Гриня полагал, что Костя-Частик должен быть в курсе, где хранится украденное, или знать маршрут его перемещения. Потому что постфактум он вспомнил нападавших, это были два курьера, одновременно работающие на прикрытии в ответственных операциях. Но до Частика было не пробиться, его – как особо важного спеца – постоянно перемещали, меняли телефонные симки, круглосуточно охраняли, вернее, пасли. Добраться до Кости можно было лишь одним путём – виртуально. Именно на этот случай он оставил Грине один из своих ников17 в соцсети. Именно так Гриня, не выходя из дома, не разговаривая ни с кем по телефону, не получая писем, узнал о готовящейся отправке похищенных фамильных драгоценностей, которые шли в конторе Короля под кодом «Мазепа».

Но главное – спасти Жанну, и, похоже, Гриня знал, где её искать. Потому что в том десятисекундном ролике мелькнуло окно, и хотя бóльшую часть улицы скрывала грязная занавеска, на вывеске противоположного дома удалось прочесть часть слова – ебёл. И только теперь, в десятый раз прокручивая события, он сообразил, что малоприличный обрывок – кусок надписи «Весёлая Белебёлка», пивбара, в котором он частенько коротал вечера во время работы в посёлке с таким смешным названием.

Если бы тогда, сидя у окна с кружкой пива, он знал, что напротив, всего в каких-то ста метрах, в ветхом линялом домишке – он даже вспомнил: бледно-голубого цвета – лежит обречённая на неизвестность, а возможно, уже потерявшая всякое представление о реальности, его любимая, его желтоклювая раненая птичка!

Как это Король решился его туда командировать, да ещё одного, без подстраховки, на доверии! И тут же понял: так специально и отправил! Ему доставляло удовольствие играть в кошки-мышки, осознавать свою власть над зависимыми от него людишками.
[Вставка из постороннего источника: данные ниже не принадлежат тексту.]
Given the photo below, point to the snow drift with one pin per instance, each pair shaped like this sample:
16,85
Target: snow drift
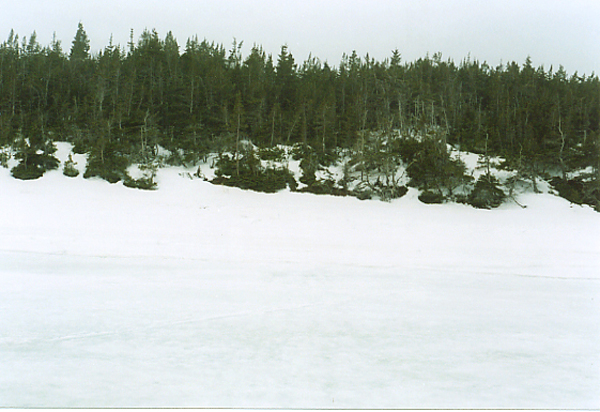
203,295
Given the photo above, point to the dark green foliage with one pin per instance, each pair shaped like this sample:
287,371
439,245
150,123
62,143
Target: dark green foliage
33,165
109,166
144,183
579,190
486,194
430,197
430,165
69,168
129,101
274,154
247,173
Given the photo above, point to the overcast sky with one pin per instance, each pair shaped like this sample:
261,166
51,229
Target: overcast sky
552,32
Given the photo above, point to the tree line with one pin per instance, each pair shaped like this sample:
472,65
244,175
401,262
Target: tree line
127,101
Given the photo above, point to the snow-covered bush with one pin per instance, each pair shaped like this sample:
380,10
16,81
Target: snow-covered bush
486,194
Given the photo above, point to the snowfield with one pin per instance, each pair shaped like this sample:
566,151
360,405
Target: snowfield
208,296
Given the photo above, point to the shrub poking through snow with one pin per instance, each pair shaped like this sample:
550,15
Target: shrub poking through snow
33,165
246,172
486,194
579,190
430,197
69,168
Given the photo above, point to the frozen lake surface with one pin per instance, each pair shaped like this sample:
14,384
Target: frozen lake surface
206,296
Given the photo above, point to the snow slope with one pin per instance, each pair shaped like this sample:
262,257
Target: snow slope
202,295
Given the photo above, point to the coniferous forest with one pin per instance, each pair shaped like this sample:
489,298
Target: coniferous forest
121,104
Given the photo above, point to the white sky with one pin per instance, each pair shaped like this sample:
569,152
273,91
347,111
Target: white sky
552,32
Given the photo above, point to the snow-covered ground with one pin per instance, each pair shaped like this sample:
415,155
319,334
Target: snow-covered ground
203,295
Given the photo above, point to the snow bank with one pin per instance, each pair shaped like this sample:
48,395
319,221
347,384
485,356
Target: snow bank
203,295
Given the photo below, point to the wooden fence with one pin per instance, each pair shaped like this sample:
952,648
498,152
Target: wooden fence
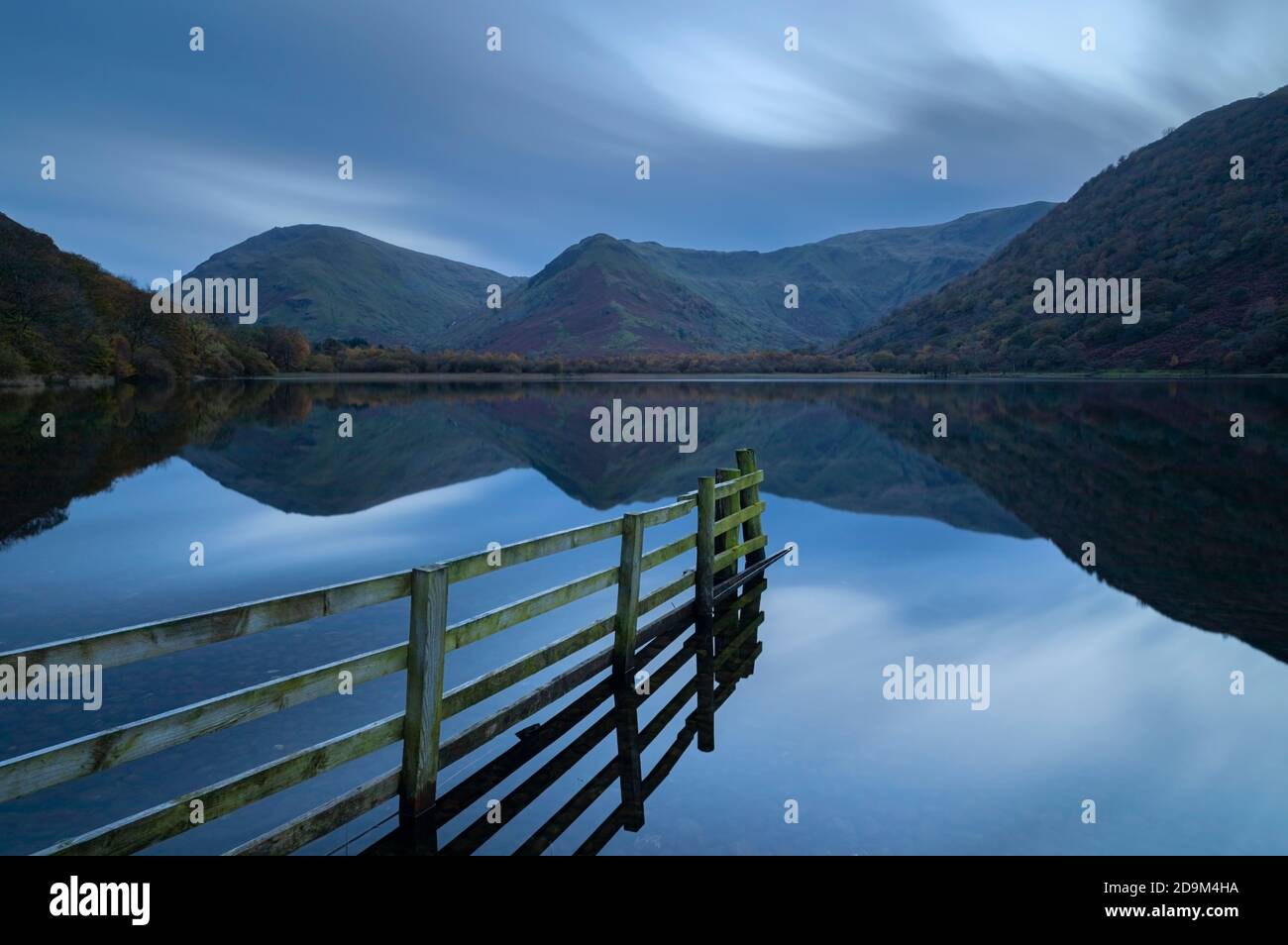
726,505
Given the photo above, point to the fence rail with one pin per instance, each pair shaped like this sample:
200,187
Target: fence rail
725,511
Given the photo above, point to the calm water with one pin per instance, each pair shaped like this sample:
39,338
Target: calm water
1111,683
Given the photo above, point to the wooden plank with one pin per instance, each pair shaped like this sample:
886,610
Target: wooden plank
103,750
159,638
656,599
728,558
668,551
703,639
627,595
706,545
518,670
751,497
746,575
729,486
652,639
669,512
725,507
147,828
426,648
472,566
739,518
502,617
322,820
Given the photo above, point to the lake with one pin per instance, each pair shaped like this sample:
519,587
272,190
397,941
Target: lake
1109,683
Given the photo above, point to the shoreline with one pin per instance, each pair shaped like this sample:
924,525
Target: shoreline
89,381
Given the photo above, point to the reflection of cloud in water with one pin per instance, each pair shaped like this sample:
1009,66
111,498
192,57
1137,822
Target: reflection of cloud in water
356,533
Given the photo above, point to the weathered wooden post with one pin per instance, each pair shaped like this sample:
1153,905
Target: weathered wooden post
627,593
426,649
703,599
724,507
751,528
625,702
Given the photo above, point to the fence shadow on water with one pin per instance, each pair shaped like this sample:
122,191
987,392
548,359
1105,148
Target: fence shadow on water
711,666
722,613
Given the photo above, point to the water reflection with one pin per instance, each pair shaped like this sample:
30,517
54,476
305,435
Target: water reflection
715,657
1184,518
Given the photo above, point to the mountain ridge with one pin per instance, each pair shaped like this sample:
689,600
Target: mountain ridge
1210,250
605,295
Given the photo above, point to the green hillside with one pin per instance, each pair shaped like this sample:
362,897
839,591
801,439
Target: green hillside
1211,254
334,282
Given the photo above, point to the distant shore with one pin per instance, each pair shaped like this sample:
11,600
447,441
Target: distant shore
37,383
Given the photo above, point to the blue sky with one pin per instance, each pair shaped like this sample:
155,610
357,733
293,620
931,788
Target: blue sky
166,156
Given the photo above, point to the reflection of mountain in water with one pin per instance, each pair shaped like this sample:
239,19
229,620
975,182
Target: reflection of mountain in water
1184,518
447,434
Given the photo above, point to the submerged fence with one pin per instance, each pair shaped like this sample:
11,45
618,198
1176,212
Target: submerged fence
728,528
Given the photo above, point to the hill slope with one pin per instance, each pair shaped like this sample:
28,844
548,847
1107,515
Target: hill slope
334,282
60,314
613,296
1211,254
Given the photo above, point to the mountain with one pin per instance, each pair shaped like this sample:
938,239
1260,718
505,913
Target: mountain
616,296
1211,254
605,295
62,314
334,282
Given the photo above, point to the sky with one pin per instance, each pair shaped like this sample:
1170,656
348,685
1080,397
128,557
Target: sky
503,158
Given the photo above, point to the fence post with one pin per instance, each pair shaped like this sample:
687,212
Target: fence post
703,599
625,702
751,528
426,649
627,593
725,507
Гриня даже вскочил с дивана – всё стало на свои места: никто ему никакую свободу давать не планирует, Жанну медленно убивают наркотой, а его самого, как отработанный материал, грохнут при первой возможности. Это озарение проникло в каждую клеточку его организма, приводя в рабочее состояние сбитые прицелы, безвольные мышцы, закисший мозг. Он принялся искать визитку, чтобы позвонить Курняку, желая, прежде всего, обеспечить свою свободу на ближайшие дни. Гриня подозревал, что его в любой момент могут «закрыть», и тогда Жанну будет уже не спасти.

И сделал это вовремя. Потому что Олег Тарасович как раз решил применить к нему – ввиду явных признаков соучастия – меру пресечения в виде ареста. Но подозреваемый его опередил сообщением, что получил надёжную информацию: похищенное через два дня будет переправлено с Витебского вокзала поездом в Вильнюс. И он, Гриня, берётся помочь с задержанием грабителей. Источники выдавать отказался, упрямо твердя: мы их возьмём, увидите. И это «мы» останавливало следователя от единственно правильного шага. Он решил дать Григорию Батищеву – и себе – такой шанс.

Белебёлка

Витебский вокзал был знаком Грине с детства. На его щербатую платформу он вступил, впервые приехав в Питер; сюда, под арочные своды они с мамой приходили встречать прибывших из Донецка бабу Стешу с дедом Егором; с этого вокзала его увозили на лето, разлучая с мамой. А потом, подросший, в тёмном новеньком костюме, он уезжал отсюда на похороны сначала деда, а вскоре и бабушки. Ещё они с матерью отправлялись с этого вокзала принимать наследство, продавать дом.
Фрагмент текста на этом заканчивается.